Chapters Fifteen to Seventeen address this latter approach and also provide a somewhat critical vantage point. In these chapters, Pollan endeavors to debunk some of the myths of extremist views, such as the thesis that vegetarianism is naturally beneficial to the ecosystem or that the industrial production of food is entirely beneficial. In Chapter 15 Pollan focusses on traditional means of gathering food. In Chapter 16 he considers the multiplicity of choices the food industry has created for the American consumer, in contrast to this traditional way of life. In Chapter 17, Pollan takes a broader ethical approach, critiquing both consumerist views and responses to the latter, such as animal rights. Pollan thus essentially argues both extremes are not desirable: mass production has negative effects on dietary habits of Americans, while the position of a return to nature is too reactionary and fails to capture the diversity of our relationship to food.
Hence, in Chapter 15, the beginning of Part 3 in which Pollan takes an approach whereby he attempts to accrue the materials for his food consumption on an individual level, the author becomes a forager. Arguably what is most compelling in this chapter is this self-sufficient and “autarchic” approach to food; hence, Pollan demonstrates the complicated choices and ultimately vast knowledge required to take this form of life. The return to the “forager” is not a simplification of life, but rather shows how difficult survival in a non-industrial and non-consumer context really is. Yet in Chapter 16, Pollan emphasizes that the easy accessibility of industrialized consumer food products cannot be viewed as an advancement in our lives. Rather, Pollan (2006) makes a key distinction between “neophobia” or the fear of trying new things with “neophilia”, a compulsion to new things. (pp. 287-288): The industrialized culture creates this difference by constantly exposing us to new products, while also perhaps forcing us into siding with so-called “comfort foods”, because of our familiarity with these products. Our food choices thus become infinitely more complex than merely eating what is available to us. In Chapter 17, Pollan gives a robust criticism of the back to nature approach to this mass food production, arguing that animal rights are not close to nature, but rather an “urban” reaction to this same food production. In essence, it does not help nature, but is determined by the omnivore’s dilemma that gives us so many choices.
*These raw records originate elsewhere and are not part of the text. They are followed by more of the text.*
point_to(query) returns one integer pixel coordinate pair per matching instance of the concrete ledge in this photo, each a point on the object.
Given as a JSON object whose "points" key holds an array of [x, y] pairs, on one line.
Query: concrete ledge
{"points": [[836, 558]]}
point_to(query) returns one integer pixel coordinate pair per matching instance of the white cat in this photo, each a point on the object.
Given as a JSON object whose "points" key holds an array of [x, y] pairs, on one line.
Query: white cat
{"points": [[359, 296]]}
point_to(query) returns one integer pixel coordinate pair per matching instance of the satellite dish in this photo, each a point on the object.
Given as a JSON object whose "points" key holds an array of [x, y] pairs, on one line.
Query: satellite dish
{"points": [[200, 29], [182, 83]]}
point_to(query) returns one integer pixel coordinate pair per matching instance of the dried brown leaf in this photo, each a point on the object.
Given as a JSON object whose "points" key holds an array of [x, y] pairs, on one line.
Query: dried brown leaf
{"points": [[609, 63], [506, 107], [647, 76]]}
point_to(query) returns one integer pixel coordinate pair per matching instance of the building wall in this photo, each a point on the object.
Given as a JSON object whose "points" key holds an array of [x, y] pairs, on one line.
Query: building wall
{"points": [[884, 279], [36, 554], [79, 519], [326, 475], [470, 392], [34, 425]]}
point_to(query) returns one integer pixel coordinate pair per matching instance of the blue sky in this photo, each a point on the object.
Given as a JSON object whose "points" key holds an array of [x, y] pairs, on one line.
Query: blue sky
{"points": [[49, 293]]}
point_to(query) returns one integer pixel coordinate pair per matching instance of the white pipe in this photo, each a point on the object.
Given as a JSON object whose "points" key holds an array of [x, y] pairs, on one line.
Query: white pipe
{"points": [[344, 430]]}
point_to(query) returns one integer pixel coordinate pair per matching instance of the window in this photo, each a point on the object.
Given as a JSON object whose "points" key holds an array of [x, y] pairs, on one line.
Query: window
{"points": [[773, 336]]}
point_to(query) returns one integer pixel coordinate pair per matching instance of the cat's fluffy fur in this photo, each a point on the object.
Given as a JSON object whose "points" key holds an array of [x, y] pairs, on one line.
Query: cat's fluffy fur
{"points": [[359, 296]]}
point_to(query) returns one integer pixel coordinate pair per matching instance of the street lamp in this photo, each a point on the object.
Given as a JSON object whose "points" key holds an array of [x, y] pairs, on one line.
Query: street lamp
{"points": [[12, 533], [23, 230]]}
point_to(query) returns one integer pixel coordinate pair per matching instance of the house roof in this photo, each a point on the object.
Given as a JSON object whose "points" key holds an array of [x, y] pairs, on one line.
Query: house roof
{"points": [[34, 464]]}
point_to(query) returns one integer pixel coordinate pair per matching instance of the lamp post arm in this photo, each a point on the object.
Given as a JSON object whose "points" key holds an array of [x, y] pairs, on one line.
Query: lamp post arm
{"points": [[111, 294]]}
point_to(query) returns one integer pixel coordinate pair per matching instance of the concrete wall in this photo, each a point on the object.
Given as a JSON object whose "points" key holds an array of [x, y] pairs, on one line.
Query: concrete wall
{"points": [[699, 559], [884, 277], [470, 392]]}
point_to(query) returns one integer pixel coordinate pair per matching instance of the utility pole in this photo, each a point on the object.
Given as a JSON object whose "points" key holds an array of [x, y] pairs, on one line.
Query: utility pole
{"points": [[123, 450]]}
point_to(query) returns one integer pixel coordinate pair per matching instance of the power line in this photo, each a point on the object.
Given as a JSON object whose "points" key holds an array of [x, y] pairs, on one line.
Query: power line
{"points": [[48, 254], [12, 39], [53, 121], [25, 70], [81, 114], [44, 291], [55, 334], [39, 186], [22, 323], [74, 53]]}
Yet while these arguments are compelling, perhaps Pollan does overstate some points. For example, the fact that foraging is a difficult activity does not automatically disqualify its merit. Furthermore, Pollan can be said to overstate the problem of “neophobia” and “neophilia”: is there really a fear created by the new in a mass industrial culture? Is this not looking at the phenomenon of our food relations through this same mass industrial culture, instead of emphasizing individual choice: in other words is individual choice necessarily problematized by the presentation of a vast amount of choices? Lastly, Pollan’s (2006) arguments about animal rights, while noting their “urban” (p. 325) character, perhaps miss the point of the animal rights movement: while animal rights are certainly a product or reaction to mass food production, it would appear that animal rights is concerned above all with maintaining a decent quality of life for animals, and hence is primarily an ethical question, irrespective of particular historical contexts: namely, animal rights activists are concerned with the existence of animals and their just treatment by humans.
Nonetheless, Pollan accurately highlights the complexity of our food issues. Most people think of food as a trivial matter, and arguably this is the result of the easy availability of food in American culture, repeated in the constant advertisements for food in American cultural life. Yet Pollan shows that all our food choices themselves embody a complex nexus of choices, choices which revolve around our relations to ourselves, our society and our environment. Whether one agrees with Pollan’s conclusions or not, the exposure of these issues is of value, showing how even our most quotidian activities include profound existential choices as well as consequences.
Pollan, M. (2006). The Omnivore’s Dilemma: A Natural History of Four Meals.